The news is encouraging and comes just a couple of months after the disappointing Copenhagen Climate Change Conference, where India China, Brazil and most of the developing world fought against UN-mandated cuts in carbon and green house gas emissions.
In his annual speech to parliament on Friday, Finance Minister Pranab Mukherjee said the tax was “a credible strategy for combating global warming and climate change,” reports Bloomberg News.
The Indian government plans to impose a clean energy tax of 50 rupees ($1 / €0.79 / £0.70) a metric ton on domestic and imported coal. Mukherjee did not say how much money would be raised by the new tax.

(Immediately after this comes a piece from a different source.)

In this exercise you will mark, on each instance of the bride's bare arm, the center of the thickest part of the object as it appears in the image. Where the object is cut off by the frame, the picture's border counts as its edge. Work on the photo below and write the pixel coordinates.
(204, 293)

Indian power producers use about 375 million tons of domestic and imported coal. Based on that metric the new tax could raise about 25 billion rupees, Bloomberg writes, citing an estimate compiled by Emergent Ventures, a climate change consulting company.
In his speech Mukherjee also said:
Harnessing renewable energy sources to reduce dependence on fossil fuels is now recognized as a credible strategy for combating global warming and climate change.
Ahead of Copenhagen, India had vowed to cut its carbon intensity, or the amount of carbon dioxide released per unit of gross domestic product, by up to 25 percent by 2020.
India’s latest federal budget, for the 2010 – 2011 period, also includes tax incentives to grow solar, wind and geothermal power generation.